By Jane Wallace Baring Asset Management will roll out a retail UK corporate bond fund on 21 February...
By Jane Wallace
Baring Asset Management will roll out a retail UK corporate bond fund on 21 February and plans to launch an institutional US high-yield debt fund after the end of the tax year.
Baring Sterling Corporate Bond Trust will be managed by Jane Smettem, currently a member of Barings' bond team headed by Rory McLeod. She will be assisted by recently hired head of credit Marino Valensise and his team.
The offer period lasts for two weeks, during which there is a 1% discount off the initial charge of 5%. Commission for IFAs is 3% initial, there is no trail commission. The annual management fee is 1%, charged to capital.
The fund will be mainly invested in investment grade bonds and will offer a yield of 6%. Its investment objective is to beat the performance of the benchmark FTSE All Stocks 5-15 Years index by 1% per year.
Rob Page, global head of communications at Barings, said: "This fund aims to provide a high and stable level of income to investors. We are swimming against the tide as there is a plethora of high yield bond funds offering around 9% being launched or already in the market.
"We believe there is a role for these funds as long as investors understand the risk involved, which can be significant as the default rate of sub-investment grade bonds in the US has recently gone up. We have chosen a more conservative route."
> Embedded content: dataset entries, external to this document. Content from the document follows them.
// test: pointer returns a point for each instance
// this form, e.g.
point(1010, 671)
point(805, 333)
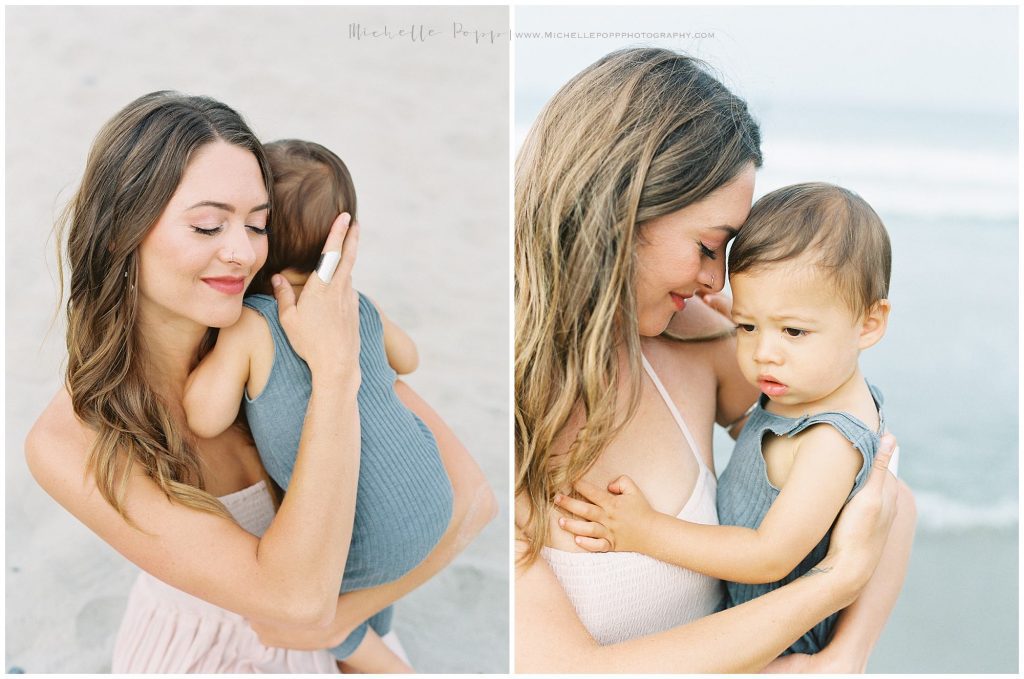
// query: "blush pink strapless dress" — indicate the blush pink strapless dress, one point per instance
point(166, 630)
Even though the fund aims to be conservative, it can carry up to 25% in high yield or junk bonds and up to 20% in overseas paper. It can also invest in unrated bonds, provided that the fund manager believes them to be of investment grade quality.
By credit rating, the model portfolio is 24% invested in AAA-rated bonds, 19% in AA-rated bonds, 29% in A-rated, 18% in BBB, 4% in BB and 6% in B.
This means that 10% of the fund is invested in sub-investment grade (below BBB-rated) debt.
Examples of stocks in the model portfolio, which has some 40 holdings, include debt issued by Chester Asset Receivables Trust (AAA-rated), Asda (AA-rated), Vodafone (A-rated), and Hammerson (BBB-rated).
In terms of asset allocation, the model portfolio is quite diversified. The largest sector holdings are 18% in financials, 11% in utilities, 10% in media, 8% in transport, 7% in retail, 6% in industrials and 5% in telecoms.
In terms of debt other than corporate bonds, the portfolio is invested 13% in gilts, 8% in sovereign and supranational debt, and 3% in securitised paper.
The planned offshore US fund will complete the suite of corporate bond funds which Barings intends to create and for which Valensise was hired to mastermind the credit analysis side. As well as the new funds, the suite comprises Baring Euro-bond, an offshore fund launched last autumn.